Significantly, however, both the House and Senate Reports used the phrase "[a]s under current law." Under existing law prior to passage of the 1978 Act, courts qualified this apparent blanket approval of conversion by denying the discharge if there was extrinsic evidence of actual intent to defraud creditors. First Texas Savings Association v. Reed, 700 F.2d 986, 990 (5th Cir.1983). This qualification applies as well in cases arising under the 1978 Act. Id.; Schmidt v. White (In re White), 28 B.R. 240 (Bankr.E.D.Va.1983). Thus, if the transfer of property occurs within one year of the bankruptcy filing and there is evidence to indicate a fraudulent purpose aside from the mere conversion of non-exempt property, the claimed exemption is subject to the fraudulent transfer provision of Section 727.
We thus turn to the issue of whether there was extrinsic evidence to demonstrate that Ford transferred the property with the intent to defraud his creditors. The bankruptcy court found such evidence in the fact that Ford had transferred the property to himself and his wife one day after Poston obtained a judgment against him in state court, conveniently choosing to correct, at that point in time, what was then a six-month old mistake.

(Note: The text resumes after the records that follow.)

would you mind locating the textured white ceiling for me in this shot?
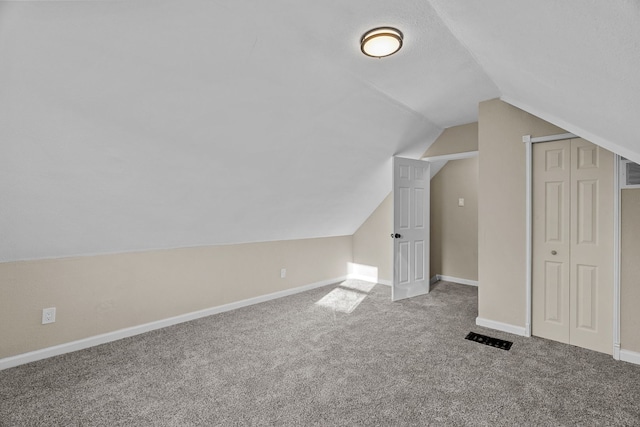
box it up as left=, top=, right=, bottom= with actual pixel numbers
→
left=1, top=1, right=637, bottom=262
left=0, top=1, right=497, bottom=261
left=429, top=0, right=640, bottom=164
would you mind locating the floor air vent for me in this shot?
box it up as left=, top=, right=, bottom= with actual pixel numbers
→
left=465, top=332, right=512, bottom=351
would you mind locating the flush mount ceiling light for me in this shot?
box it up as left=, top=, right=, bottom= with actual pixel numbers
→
left=360, top=27, right=403, bottom=58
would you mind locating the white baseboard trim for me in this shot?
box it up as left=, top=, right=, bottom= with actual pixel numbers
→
left=0, top=276, right=346, bottom=371
left=475, top=317, right=527, bottom=337
left=437, top=275, right=478, bottom=287
left=347, top=274, right=392, bottom=287
left=345, top=273, right=373, bottom=282
left=619, top=349, right=640, bottom=366
left=613, top=343, right=621, bottom=360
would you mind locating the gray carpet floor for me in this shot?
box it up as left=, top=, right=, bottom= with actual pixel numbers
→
left=1, top=280, right=640, bottom=426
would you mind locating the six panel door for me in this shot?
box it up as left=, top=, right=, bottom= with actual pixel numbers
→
left=392, top=157, right=430, bottom=301
left=569, top=138, right=614, bottom=354
left=532, top=138, right=614, bottom=355
left=532, top=140, right=571, bottom=344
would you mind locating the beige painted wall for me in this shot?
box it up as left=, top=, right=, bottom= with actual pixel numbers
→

Having heard Ford's testimony at trial and having considered the circumstances surrounding the transfer, the bankruptcy court determined that Ford acted not with the intent to correct the deed, but with the intent to defraud. The question of whether a debtor has the requisite intent is a question of fact, and the factual findings of the bankruptcy court and the district court are to be affirmed unless clearly erroneous. Reed v. First Texas Savings Association, Inc., 700 F.2d 986, 992 (5th Cir.1983). This finding of the bankruptcy court, affirmed by the district court, is not clearly erroneous.
The decision of the district court is
Section 34-4 provides the following:
Sec. 34-4. Exemption created.--Every householder or head of a family residing in this State shall be entitled, in addition to the property or estate which he is entitled to hold exempt from levy, distress or garnishment under Secs. 34-26, 34-27 and 34-29, to hold exempt from levy, seizure, garnishment or sale under any execution, order or process issued on any demand for a debt or liability on contract, his real and personal property, or either, to be selected by him, including money and debts due him, to the value of not exceeding $5,000. The word "debt," as used in this title, shall be construed to include a liability incurred as the result of an unintentional tort.
Va.Code Sec. 34-4 (1950) (1984 replacement volume). According to Ford, the property at issue is worth approximately $2,000.